In these cases, capture_run_messages can be used to access the messages exchanged during the run to help diagnose the issue.

from pydantic_ai import Agent, ModelRetry, UnexpectedModelBehavior, capture_run_messages

agent = Agent('openai:gpt-4o')


@agent.tool_plain
def calc_volume(size: int) -> int:  # (1)!
    if size == 42:
        return size**3
    else:
        raise ModelRetry('Please try again.')

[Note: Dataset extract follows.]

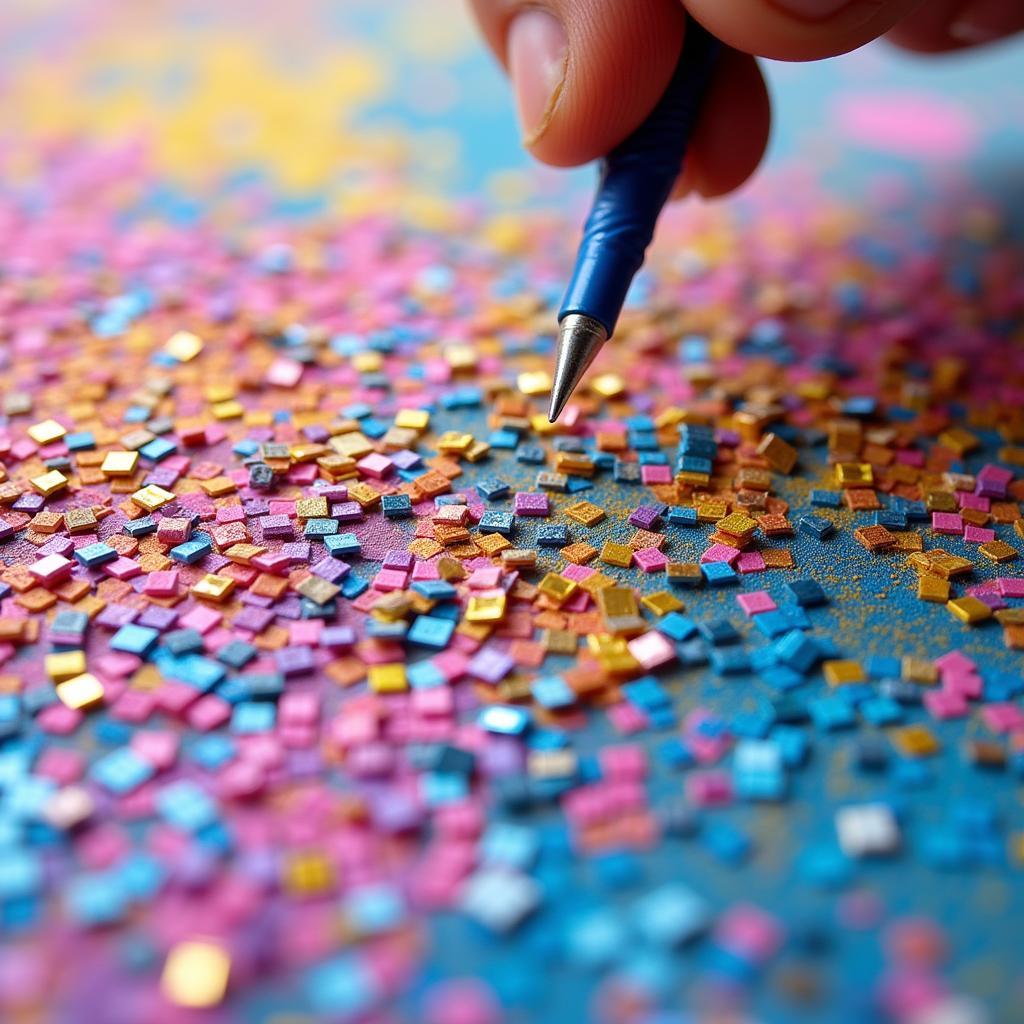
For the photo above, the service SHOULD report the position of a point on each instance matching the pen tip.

with capture_run_messages() as messages:  # (2)!
    try:
        result = agent.run_sync('Please get me the volume of a box with size 6.')
    except UnexpectedModelBehavior as e:
        print('An error occurred:', e)
        #> An error occurred: Tool exceeded max retries count of 1
        print('cause:', repr(e.__cause__))
        #> cause: ModelRetry('Please try again.')
        print('messages:', messages)
        """
        messages:
        [
            ModelRequest(
                parts=[
                    UserPromptPart(
                        content='Please get me the volume of a box with size 6.',
                        timestamp=datetime.datetime(...),
                        part_kind='user-prompt',
                    )
                ],
                kind='request',
            ),
            ModelResponse(
                parts=[
                    ToolCallPart(
                        tool_name='calc_volume',
                        args=ArgsDict(args_dict={'size': 6}),
                        tool_call_id=None,
                        part_kind='tool-call',
                    )
                ],
                timestamp=datetime.datetime(...),
                kind='response',
            ),
            ModelRequest(
                parts=[
                    RetryPromptPart(
                        content='Please try again.',
                        tool_name='calc_volume',
                        tool_call_id=None,
                        timestamp=datetime.datetime(...),
                        part_kind='retry-prompt',
                    )
                ],
                kind='request',
            ),
            ModelResponse(
                parts=[
                    ToolCallPart(
                        tool_name='calc_volume',
                        args=ArgsDict(args_dict={'size': 6}),
                        tool_call_id=None,
                        part_kind='tool-call',
                    )
                ],
                timestamp=datetime.datetime(...),
                kind='response',
            ),
        ]
        """
    else:
        print(result.data)
  1. Define a tool that will raise ModelRetry repeatedly in this case.
  2. capture_run_messages is used to capture the messages exchanged during the run.

(This example is complete, it can be run "as is")

Note

If you call run, run_sync, or run_stream more than once within a single capture_run_messages context, messages will represent the messages exchanged during the first call only.